Шрифт:
Интервал:
Закладка:
— Приснилось, приснилось, господин офицер! — Боровой упруго вскочил со ступеньки и кинулся в дом. Оттуда сразу послышался его разъяренный крик, перемежаемый матерками.
Хозяин в ответ пытался что-то глухо и невнятно бубнить, но Боровой тут же перебивал его и начинал орать и материться еще громче. Внезапно все стихло, как отрезало, и в наступившей тишине послышался смачный звук увесистой оплеухи.
Боровой выскочил на крыльцо, едва не сшиб со ступеньки Петра и бросился к бане, косолапо раскидывая в беге толстые ноги. Рывком распахнул дверь, согнувшись, нырнул в темное нутро, но тут же вылетел обратно, размахивая пустой глиняной чашкой.
— Затопчу! — ревел он, — затопчу, сволочуга!
И снова — в дом. Хряпнулась об пол чашка, слышно было, как с глухим стуком разлетелись осколки.

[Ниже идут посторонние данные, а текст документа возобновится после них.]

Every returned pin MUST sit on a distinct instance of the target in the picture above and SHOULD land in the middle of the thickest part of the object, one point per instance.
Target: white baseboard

А дальше, без перерыва, сплошные, хлесткие удары. Истошно заголосила баба. Удары прекратились. Боровой вывалился на крыльцо, изумленно оглядел свой сжатый кулачище и нежно подул на него. А после пожаловался:
— Морда у дурака, как каменна! У-у-ух, господин офицер, дела у нас — хуже некуда! Собирайся, поедем.
— Куда?
— Домой поедем, хватит, попутешествовали!
— А юродивый-то ушел?
— Улетел! На ковре-самолете! Собирайся скорей и не приставай с расспросами, надо будет — сам скажу. Ты же клялся, что нелюбопытный.
Петр не отозвался.
Хозяин, сплевывая кровь с разбитых губ, быстро запряг лошадей, сам отчинил тяжеленные ворота. Делал все это, не поднимая глаз, уперев взгляд себе под ноги.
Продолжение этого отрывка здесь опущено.